- Born: Aminu Muhammad Ahmad 20 April 1979 (age 47) Gwammaja, Kano, Nigeria
- Education: Quranic Science
- Alma mater: Aminu Kano College of Islamic Legal Studies, Kano, Nigeria
- Occupations: Filmmaker, director, story writer, and screen player
- Years active: 2006–present
- Notable credit: Aminu Saira is best known for his film series Labarina
- Awards: See below

= Aminu Saira =

Nigerian filmmaker, director, and screenwriter (born 1979)

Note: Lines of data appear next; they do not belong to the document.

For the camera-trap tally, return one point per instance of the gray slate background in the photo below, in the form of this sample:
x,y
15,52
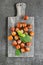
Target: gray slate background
x,y
34,8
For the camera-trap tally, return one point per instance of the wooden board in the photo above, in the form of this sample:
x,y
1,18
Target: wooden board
x,y
11,51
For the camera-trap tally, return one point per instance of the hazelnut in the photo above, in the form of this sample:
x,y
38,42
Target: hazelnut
x,y
26,17
19,41
18,47
22,50
27,49
14,43
22,45
26,29
10,37
13,33
29,26
31,33
28,43
12,29
16,37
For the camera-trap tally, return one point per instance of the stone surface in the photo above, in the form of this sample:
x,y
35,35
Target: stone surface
x,y
34,8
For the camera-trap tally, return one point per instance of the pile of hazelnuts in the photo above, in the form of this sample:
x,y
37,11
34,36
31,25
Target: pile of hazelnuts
x,y
17,43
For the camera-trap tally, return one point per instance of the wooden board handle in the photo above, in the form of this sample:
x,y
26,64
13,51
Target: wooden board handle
x,y
21,9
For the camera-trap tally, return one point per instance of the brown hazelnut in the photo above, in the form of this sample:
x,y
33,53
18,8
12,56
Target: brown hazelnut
x,y
22,50
16,37
28,43
26,29
18,47
19,41
12,29
22,45
27,49
14,43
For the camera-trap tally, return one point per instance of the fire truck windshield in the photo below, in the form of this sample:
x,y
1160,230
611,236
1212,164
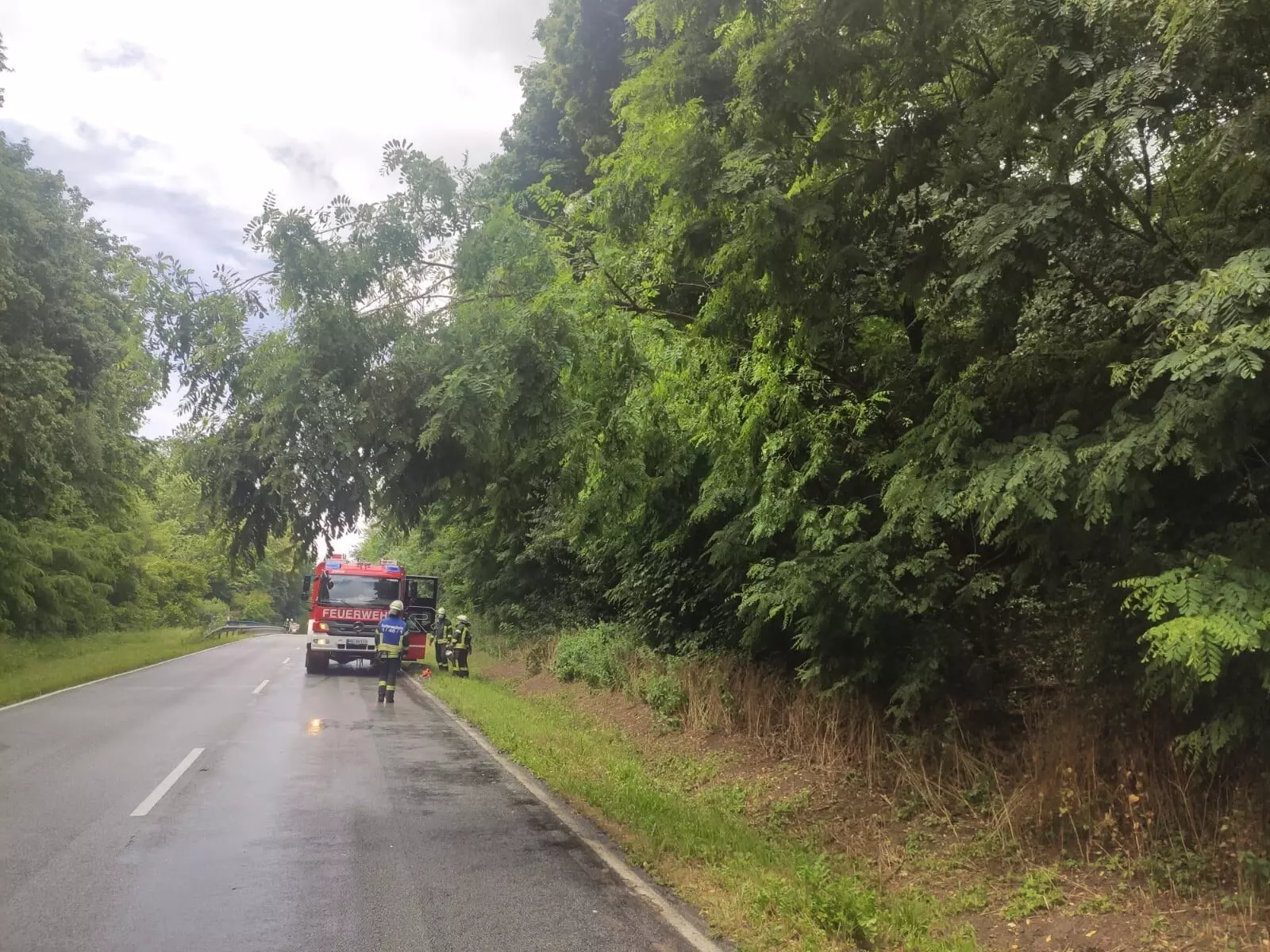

Aminu Muhammad Ahmad (born April 20, 1979), professionally known as Aminu Saira, is a Nigerian filmmaker, director, and screenwriter. His work includes films such as Jamila Da Jamilu (2009), Ga Duhu Ga Haske (2010), and Ashabul Kahfi (2014), which collectively earned him the distinction of Best Director of the Year at the 2015 Kannywood Awards (Jurors' Choice). In 2020, Saira launched the first Hausa language home video series, titled Labarina.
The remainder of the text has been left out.